A, action potential at the time of recording. B and D, effects of conditioning stimulation of PBST on EPSP evoked from GS at 30 and 80 ms conditioning-testing intervals. C and E, superimposed expanded records of control and conditioned (thicker) EPSPs shown in B and D, and the differences between them. F-I, a similar comparison for IPSPs evoked from DP and conditioned by stimulation of Q. Top records in F show that the late components of these IPSPs were evoked only by stimuli exceeding 2T; their latency (about 3.8 ms from the DP incoming volleys shown in lowermost traces) was only 0.8 ms longer than that of group II intermediate zone field potentials recorded some 10 mm more rostrally. Both this latency and the sharp rising phase of these potentials indicate that they were evoked disynaptically. G, superimposed records of potentials evoked by 2 and 5T stimuli (top records), of the control and conditioned (thicker) records (middle records) and of the differences between them. Arrows indicate the onset of group II-evoked IPSPs. Note that the Ia IPSPs (mediated by interneurones labelled ‘Ia’ in the diagram of connections subserving the illustrated actions of group Ia and group II afferents below panel H) were hardly affected while group II IPSPs (mediated by interneurones labelled ‘II’ in the diagram below panel H) were almost abolished at the shorter interval (F, G) and greatly decreased at the longer interval (H, I). Note also a delay of the remaining group II IPSPs in I.

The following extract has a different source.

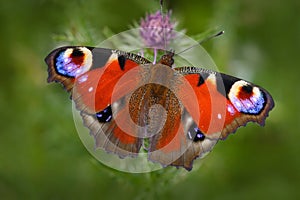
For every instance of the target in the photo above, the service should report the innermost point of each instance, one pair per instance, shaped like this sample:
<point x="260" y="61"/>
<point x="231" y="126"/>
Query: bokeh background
<point x="41" y="155"/>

Figure 8. Diagram of connections suggested by the present study

Open circles indicate populations of interneurones at the indicated locations. Shaded circles indicate GABAergic interneurones mediating presynaptic inhibition of group I, group II and/or cutaneous afferents. Small circles and ellipses indicate excitatory and inhibitory terminals, respectively. Thicker lines in A and C reflect stronger presynaptic inhibition. Further explanations in the text.